Simon Bridges talks to Greg Bruce about his new book and his new life.
We met at the Servo Cafe - or, as he knew it growing up, the gas station - in Te Atatū Peninsula - or, as he knew it growing up, Tat North. When he lived there in the 80s and early 90s, it was not known as the riviera of the west, and run-down houses were not selling for $2 million.
We were there because he was promoting his book, National Identity, and because it was the place where his identity was formed, in a house quite close to the Servo Cafe, where he lived with his mother, five older siblings and his father, a hellfire-and-brimstone preacher known by fellow Baptists as "Hallelujah Heath", Bridges shared a bedroom with his brother Mark, six years older than him, whose bed he once peed all over. Mark was annoying him, so he said, "'If you keep doing that I'm going to pee all over your bed.' He kept doing it and I peed all over his bed."
By the time Simon was born, his parents had more or less given up on parenting, he says. "It was complete negligence, right? I roamed the streets of this suburb till all hours and they never checked or anything."
His father was distant. He describes him now as a "very strange man" and "emotionally crippled". In the most poignant moment in the book, Bridges, so unused to physical touch from his father, describes his cheeks growing hot and his eyes welling up when holding his hand to cross the road.
"I always got along fine, don't get me wrong. He never did anything bad to me. Didn't do a lot good."
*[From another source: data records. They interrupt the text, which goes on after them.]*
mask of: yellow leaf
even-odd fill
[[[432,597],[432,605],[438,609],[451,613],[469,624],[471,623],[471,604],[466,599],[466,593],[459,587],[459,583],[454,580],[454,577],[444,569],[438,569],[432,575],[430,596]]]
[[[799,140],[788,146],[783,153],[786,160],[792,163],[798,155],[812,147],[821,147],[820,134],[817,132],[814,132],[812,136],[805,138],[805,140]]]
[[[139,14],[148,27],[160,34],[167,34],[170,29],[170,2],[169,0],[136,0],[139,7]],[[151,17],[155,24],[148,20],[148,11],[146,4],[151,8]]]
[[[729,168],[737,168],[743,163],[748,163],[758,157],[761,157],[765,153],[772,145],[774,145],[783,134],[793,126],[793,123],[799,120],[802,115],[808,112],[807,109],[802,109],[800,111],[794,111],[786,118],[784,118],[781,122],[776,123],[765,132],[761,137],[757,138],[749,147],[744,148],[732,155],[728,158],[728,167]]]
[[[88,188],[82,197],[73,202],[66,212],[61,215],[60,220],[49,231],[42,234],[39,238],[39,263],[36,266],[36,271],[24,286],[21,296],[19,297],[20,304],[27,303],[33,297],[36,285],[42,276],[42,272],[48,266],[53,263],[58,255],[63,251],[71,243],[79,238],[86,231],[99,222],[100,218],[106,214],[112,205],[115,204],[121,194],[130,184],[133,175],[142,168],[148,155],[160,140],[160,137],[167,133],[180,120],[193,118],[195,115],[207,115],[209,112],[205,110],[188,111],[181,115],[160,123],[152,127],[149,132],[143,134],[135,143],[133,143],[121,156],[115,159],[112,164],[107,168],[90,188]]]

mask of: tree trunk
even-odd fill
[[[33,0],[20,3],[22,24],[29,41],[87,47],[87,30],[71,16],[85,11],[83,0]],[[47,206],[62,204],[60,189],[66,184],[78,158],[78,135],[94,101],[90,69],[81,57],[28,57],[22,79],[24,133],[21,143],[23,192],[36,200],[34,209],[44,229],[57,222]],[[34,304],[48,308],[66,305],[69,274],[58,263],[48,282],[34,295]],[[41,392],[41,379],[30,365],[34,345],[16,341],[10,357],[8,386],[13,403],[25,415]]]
His dad didn't live in nuance, he says. "It was kinda like, 'Money good, food good.' I mean, terrible thing to say about the dead but he bears a passing resemblance to Homer Simpson in a way. Don't get me wrong: he's academically smart, but people can be smart and simple, right? And he was simple in his upbringing, what he thought."
Bridges took me to the church where his father once preached to congregations so big they had to build an extension to the church, and where people would hang out the windows on Sunday mornings, listening to his sermons. It was empty the day we stood in the car park, several months after Bridges had finished writing the book, but only a month after the death of his father. I asked if he would have written about him differently, had he died before the book was finished. He said, "There would be a bit more in the past tense."
Then he became serious and his voice caught, and he struggled to get the words out. "I think I might have emphasised more that he was a good man ... and that he was a ... a great man … because he left a great legacy."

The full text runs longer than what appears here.